Guzman M, Kolodziej M P, Caldwell A, Corstorphine C G, Zammit V A
Department of Biochemistry and Molecular Biology I, Complutense University, Madrid, Spain.
Biochem J. 1994 Jun 15;300 ( Pt 3)(Pt 3):693-9. doi: 10.1042/bj3000693.

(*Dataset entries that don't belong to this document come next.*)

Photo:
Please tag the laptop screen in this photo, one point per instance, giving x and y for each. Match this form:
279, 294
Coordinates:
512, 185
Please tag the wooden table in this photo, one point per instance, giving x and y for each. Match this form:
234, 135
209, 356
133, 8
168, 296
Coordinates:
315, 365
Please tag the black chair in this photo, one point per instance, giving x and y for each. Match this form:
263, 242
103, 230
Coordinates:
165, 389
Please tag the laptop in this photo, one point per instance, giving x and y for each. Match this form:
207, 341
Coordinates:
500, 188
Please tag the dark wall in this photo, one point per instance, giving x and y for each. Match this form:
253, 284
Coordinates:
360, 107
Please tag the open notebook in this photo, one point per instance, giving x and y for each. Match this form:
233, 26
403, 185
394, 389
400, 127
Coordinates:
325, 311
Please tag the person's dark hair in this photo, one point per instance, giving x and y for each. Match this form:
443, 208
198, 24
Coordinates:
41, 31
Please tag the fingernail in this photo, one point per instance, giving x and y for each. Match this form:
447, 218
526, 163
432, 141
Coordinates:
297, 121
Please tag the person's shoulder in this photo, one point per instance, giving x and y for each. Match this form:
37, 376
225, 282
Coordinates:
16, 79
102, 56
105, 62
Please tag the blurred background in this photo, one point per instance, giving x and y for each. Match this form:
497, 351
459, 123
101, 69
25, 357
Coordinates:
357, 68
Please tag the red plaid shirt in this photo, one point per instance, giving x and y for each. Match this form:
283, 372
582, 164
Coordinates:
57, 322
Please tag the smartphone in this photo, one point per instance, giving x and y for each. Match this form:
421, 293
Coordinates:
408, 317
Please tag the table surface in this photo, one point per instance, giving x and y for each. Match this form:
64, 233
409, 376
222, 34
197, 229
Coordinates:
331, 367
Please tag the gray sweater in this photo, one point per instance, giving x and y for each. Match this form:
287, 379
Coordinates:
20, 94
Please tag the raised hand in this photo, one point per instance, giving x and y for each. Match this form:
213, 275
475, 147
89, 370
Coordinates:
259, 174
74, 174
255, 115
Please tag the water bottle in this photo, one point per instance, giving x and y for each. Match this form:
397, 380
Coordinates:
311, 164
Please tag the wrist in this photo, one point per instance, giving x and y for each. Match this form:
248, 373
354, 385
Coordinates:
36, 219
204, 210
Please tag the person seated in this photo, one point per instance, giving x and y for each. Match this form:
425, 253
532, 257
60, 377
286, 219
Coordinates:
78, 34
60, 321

The mechanism of activation of mitochondrial overt carnitine palmitoyltransferase (CPT I) by treatment of hepatocytes with okadaic acid (OA) was investigated. Activation was observed when cells were permeabilized with digitonin, but not when a total membrane fraction was obtained by sonication. Both cell disruption methods preserved the activation of phosphorylase observed in OA-treated hepatocytes. Activation of CPT I was also observed in crude homogenates of OA-treated hepatocytes, but it was lost upon subsequent isolation of mitochondria from such homogenates. In all experiments, any activation observed did not depend on the presence or absence of fluoride ions in the permeabilization/homogenization media. When hepatocytes were permeabilized in the absence of fluoride and further incubated with exogenous phosphatases 1 and 2A, the OA-induced activation of CPT was not reversed, whereas the activation of glycogen phosphorylase in the same cells was rapidly reversed. Treatment of hepatocytes with OA, followed by permeabilization and incubation before assay of CPT I, demonstrated that OA had no short-term effect on the sensitivity of CPT I to malonyl-CoA, although the difference in sensitivity between cells isolated from fed and starved rats was fully preserved. Incubation of isolated mitochondria or purified mitochondrial outer membranes with cyclic AMP-dependent or AMP-activated protein kinases, under phosphorylating conditions, did not affect the activity of CPT I or its sensitivity to malonyl-CoA inhibition. Under the same conditions, the use of [32P]ATP resulted in the labelling of several outer-membrane proteins but, unlike [3H]etomoxir-labelled CPT I, none of them was specifically removed from membrane extracts by a specific polyclonal antibody to the enzyme. We conclude that the increase in overt CPT activity observed in permeabilized hepatocytes is not due to direct phosphorylation of CPT I, but may involve interactions between the mitochondrial outer membrane and other membranous or soluble cytosolic components of the cell.
研究了用冈田酸(OA)处理肝细胞激活线粒体明显肉碱棕榈酰转移酶(CPT I)的机制。当用洋地黄皂苷使细胞通透时观察到了激活现象,但通过超声处理获得总膜部分时则未观察到激活。两种细胞破碎方法均保留了在OA处理的肝细胞中观察到的磷酸化酶的激活。在OA处理的肝细胞的粗匀浆中也观察到了CPT I的激活,但随后从此类匀浆中分离线粒体时激活消失。在所有实验中,观察到的任何激活均不依赖于通透/匀浆介质中氟离子的存在与否。当肝细胞在无氟的情况下通透并进一步与外源性磷酸酶1和2A孵育时,OA诱导的CPT激活未被逆转,而同一细胞中糖原磷酸化酶的激活则迅速被逆转。用OA处理肝细胞,随后通透并在测定CPT I之前孵育,结果表明OA对CPT I对丙二酰辅酶A的敏感性没有短期影响,尽管从喂食和饥饿大鼠分离的细胞之间的敏感性差异得到了充分保留。在磷酸化条件下,将分离的线粒体或纯化的线粒体外膜与环磷酸腺苷依赖性或AMP激活的蛋白激酶一起孵育,不影响CPT I的活性或其对丙二酰辅酶A抑制的敏感性。在相同条件下,使用[32P]ATP导致几种外膜蛋白被标记,但与[3H]依托莫昔芬标记的CPT I不同,它们中没有一种能被针对该酶的特异性多克隆抗体从膜提取物中特异性去除。我们得出结论,在通透的肝细胞中观察到的明显CPT活性增加不是由于CPT I的直接磷酸化,而是可能涉及线粒体外膜与细胞的其他膜性或可溶性胞质成分之间的相互作用。